Let’s consider a few examples.
We want our children to be helpful. So how do we teach that? Be helpful, go out of your way to help a sick neighbor or a grandparent that needs some assistance.
We want our children to be respectful. How do we teach respect? Be respectful of your spouse and of your children.
The only way our children learn to behave is by observing and modeling it.
Conveying the Same Message with Our Words & Actions
As parents and as teachers, we quickly learn that we cannot say one thing and do another and expect the child to do what we say. In psychology, it is called cognitive dissonance when words do not match behavior, and children notice it immediately. Ultimately, our own maturity and our own efforts to live better are what help our children learn to behave.
From an early age, even when neurologically and physically, children cannot control their own behavior, they are watching and taking in our behaviors. If we are tense and have our teeth clenched while we try to help a child calm down, they are going to feel the tension and have a harder time calming down.
We can learn to take a deep breath when our children are having meltdowns and help them regain control. Especially when they are very little, when we help babies and toddlers calm down, they are establishing the neurological connections to self-calm. Many studies tell us that the roots of violence lie in the inability to self-calm.
Activities of Grace & Courtesy
Grace and Courtesy includes many things, from care of the self and care of the environment to learning the kind and gracious way to handle all manner of situations. We care for one another’s needs and we help one another learn new activities.
When we see our children not functioning the ways we wish, in many cases, we simply re-present the behavior that we want, without shame or blame. When children are deliberately naughty, we may need to take stronger action, help them calm down and try again.
“Grace and Courtesy” Lessons
Here is a sample list of grace and courtesy lessons many Montessori teachers use in their classrooms to establish the culture of respect for self, one another and the environment. Feel free to take whatever suggestions may be valuable for your family or your classroom and create your own list that supports your values.

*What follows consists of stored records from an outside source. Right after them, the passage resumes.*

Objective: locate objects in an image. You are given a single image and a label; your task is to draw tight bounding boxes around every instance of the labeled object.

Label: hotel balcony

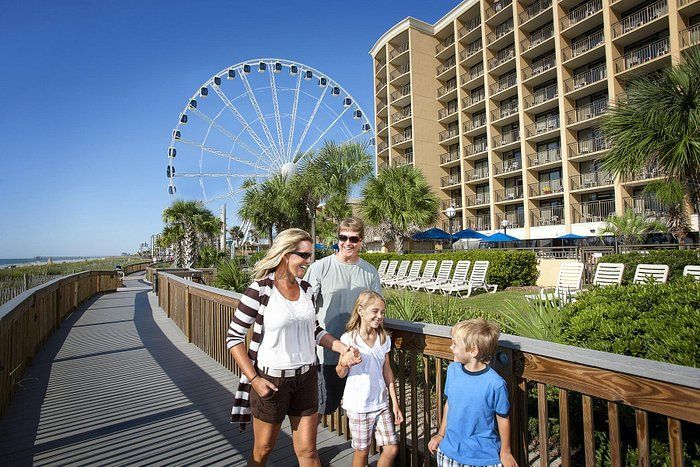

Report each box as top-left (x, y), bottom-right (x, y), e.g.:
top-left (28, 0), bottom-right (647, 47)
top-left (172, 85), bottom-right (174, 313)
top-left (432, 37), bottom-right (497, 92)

top-left (467, 214), bottom-right (491, 232)
top-left (530, 206), bottom-right (564, 227)
top-left (529, 178), bottom-right (564, 197)
top-left (494, 186), bottom-right (524, 203)
top-left (569, 170), bottom-right (615, 191)
top-left (527, 148), bottom-right (561, 170)
top-left (496, 211), bottom-right (525, 229)
top-left (572, 199), bottom-right (615, 224)
top-left (615, 37), bottom-right (671, 75)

- How to listen to directions
- How to get the teacher’s attention
- Place hand on teacher’s shoulder
- Wait for acknowledgement
- How to raise hand at circle time and wait to be called on
- How to wait to speak after others finish
- How to shake hands with teacher/adult
- How to ask for help from a teacher or another student
- How to greet a visitor: “Hello, my name is…. Welcome to (our home or name of school).”
- How to listen to a story or poem without shouting out questions in the middle of the story
- How to learn a song at circle time
- How to sing with a group
- How to recycle paper
Social Skills Between Adults and Children
- Friend greeting a friend
- Making an apology
- How to admit a mistake and ask to be forgiven
- How to say, “I’m sorry. I won’t do it again.
- How to give comfort to another
- Asking, “Are you all right? May I help you?”
- Getting a teacher
- How to introduce friends: “Mary, this is my friend, Tomas.”
- Asking to watch another’s lesson
- Asking to join in play
- Asking for a turn
- Asking an older child for help
- Asking to join a group lesson
- Inviting another child to play
- How to refuse an invitation kindly
- Introducing myself to another: “Hello (or “Hi”). My name is….”
- How to say “no” politely
- “No, thank you. I don’t want to do that.”
- How to say, “Stop! Stop! You’re hurting me. Stop. I don’t like that!”
- How to ask someone to move: “Could you please move? I would like to sit here.”
- “Excuse me, please. I want to walk through here.”
Care of the Garden
- Watering the plants
- Pulling weeds
- Setting up a plant area
- Sweeping walkways
These lessons are a start, an example of what you can do, when you set your mind to thinking about what matters in how your home or classroom is run. With these lessons we set the standard of how we want our classrooms and our homes to function. Develop the lessons you need for the layout of your school or home and the rituals you wish your children to follow.
Remember, in Montessori, we do not assume the children know something, but we teach everything, giving the child the opportunity to do thing correctly, as they generally want to do.